Housing and Accommodation
Tucked away off the main streets in Corktown are some of the city’s oldest Victorian row-houses, many who were built in the 1850s. Recently, new and more relaxed zoning bylaws have enabled the conversion of a number of commercial buildings into live-work studios, condominium lofts and professional offices, which have revitalized the entire neighbourhood. Corktown is increasingly popular among young professionals who find its location convenient to Toronto’s business and entertainment districts.
JUST LISTED IN CORKTOWN
Corktown lies just south of the revitalized area of Regent Park and north of the Gardiner Expressway. Corktown’s demographic is continuing to shift towards young professionals and families who are drawn to the area’s classic and historically rich charms.
Walking through Corktown you can see the positive effects that the reshaping and investment in neighbouring Regent Park has had on the wider area, as well as the benefits from the massive West Don Development project that has revitalized an important green space. These projects are bringing thousands of new residents to this central area that will increase the prosperity of local businesses and residential investors alike.
Corktown is one of the more affordable neighbourhoods in downtown Toronto. Excellent shopping, fine restaurants, cafes and art galleries are all within walking distance of Corktown. Its proximity to both St. Lawrence Market and Toronto’s Historic Distillery District make Corktown a highly desirable neighbourhood.
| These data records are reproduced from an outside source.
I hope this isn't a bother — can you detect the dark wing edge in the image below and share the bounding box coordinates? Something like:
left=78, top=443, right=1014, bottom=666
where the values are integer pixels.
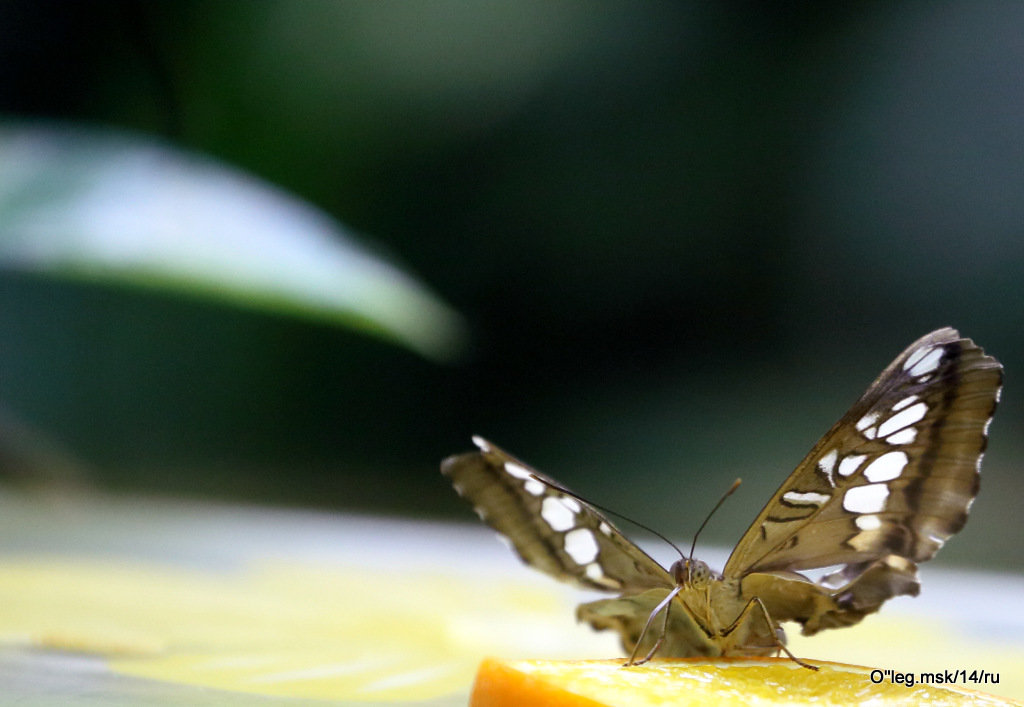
left=442, top=436, right=673, bottom=593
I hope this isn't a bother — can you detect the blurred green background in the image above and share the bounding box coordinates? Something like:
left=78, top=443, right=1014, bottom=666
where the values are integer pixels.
left=0, top=2, right=1021, bottom=568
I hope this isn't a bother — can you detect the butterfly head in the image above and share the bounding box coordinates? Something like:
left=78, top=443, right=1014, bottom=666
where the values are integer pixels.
left=671, top=557, right=712, bottom=587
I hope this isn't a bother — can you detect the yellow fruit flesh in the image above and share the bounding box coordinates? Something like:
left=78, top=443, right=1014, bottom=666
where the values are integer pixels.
left=470, top=657, right=1022, bottom=707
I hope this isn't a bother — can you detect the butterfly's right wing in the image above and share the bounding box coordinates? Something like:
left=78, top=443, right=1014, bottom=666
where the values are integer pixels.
left=442, top=436, right=674, bottom=593
left=724, top=327, right=1002, bottom=578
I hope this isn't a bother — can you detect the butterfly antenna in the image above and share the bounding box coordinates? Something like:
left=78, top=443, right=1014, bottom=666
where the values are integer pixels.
left=528, top=473, right=690, bottom=562
left=688, top=478, right=742, bottom=562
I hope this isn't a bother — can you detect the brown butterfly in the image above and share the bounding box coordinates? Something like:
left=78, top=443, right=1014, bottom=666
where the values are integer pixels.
left=441, top=328, right=1001, bottom=668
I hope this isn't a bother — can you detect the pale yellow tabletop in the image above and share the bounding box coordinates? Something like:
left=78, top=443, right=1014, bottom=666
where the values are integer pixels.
left=0, top=491, right=1021, bottom=704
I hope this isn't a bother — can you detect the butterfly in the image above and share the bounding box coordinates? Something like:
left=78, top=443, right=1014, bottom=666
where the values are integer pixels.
left=441, top=328, right=1002, bottom=667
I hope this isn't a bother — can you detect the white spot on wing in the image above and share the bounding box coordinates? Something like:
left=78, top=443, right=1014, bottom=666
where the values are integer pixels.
left=585, top=562, right=620, bottom=588
left=598, top=521, right=614, bottom=536
left=819, top=449, right=838, bottom=473
left=855, top=412, right=879, bottom=432
left=891, top=395, right=920, bottom=412
left=838, top=454, right=867, bottom=477
left=817, top=449, right=838, bottom=486
left=541, top=496, right=576, bottom=531
left=855, top=514, right=882, bottom=531
left=909, top=347, right=944, bottom=376
left=862, top=451, right=908, bottom=482
left=564, top=528, right=599, bottom=564
left=843, top=484, right=889, bottom=514
left=885, top=427, right=917, bottom=445
left=472, top=435, right=491, bottom=451
left=877, top=402, right=928, bottom=438
left=561, top=497, right=582, bottom=513
left=902, top=346, right=929, bottom=371
left=849, top=517, right=886, bottom=551
left=503, top=462, right=533, bottom=480
left=524, top=478, right=546, bottom=496
left=782, top=490, right=830, bottom=506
After the successful development of the Pan Am Village in the West Don Lands, Corktown has become a neighbourhood to watch. Sales in this area are largely made up of condos and industrial-turned to live-work spaces, which make up about 65% of sales, followed by townhouses, which are about 16%, and 6% are the few semi-detached homes.
Corktown in home to savvy professionals who appreciate the affordability of this neighbourhood while understanding the huge benefits of a short commute to downtown Toronto.
Corktown is served by access to four major public transit routes: the 65 Parliament Bus, the 504 King Streetcar, the 501 Queen Streetcar, and the new 514 Cherry Streetcar.
For Corktown motorists, the Don Vally Parkway (DVP), the Gardiner Expressway and Lakeshore Boulevard are all easily accessible.
Area: 1km Population: 29,180
Kids: 8% Visible Minority: 20.6%
Youth: 13% Average Family Income: $203,150
Lower Education: 15% Higher Education: 31.4%
Owned Homes: 36% Tenanted Homes: 64%
- An affordable, downtown neighbourhood.
- Close to nature with Corktown Common and a number of nearby bike paths and parks.
- Easy access to the express lanes: The DVP and Gardiner Expressway are close by.
- High turnover in local businesses: new restaurants, stores and cafes seem to come and go.
- It’s a long walk…to groceries and other necessities.
- The affordability of this appealing neighbourhood may be evaporating quickly.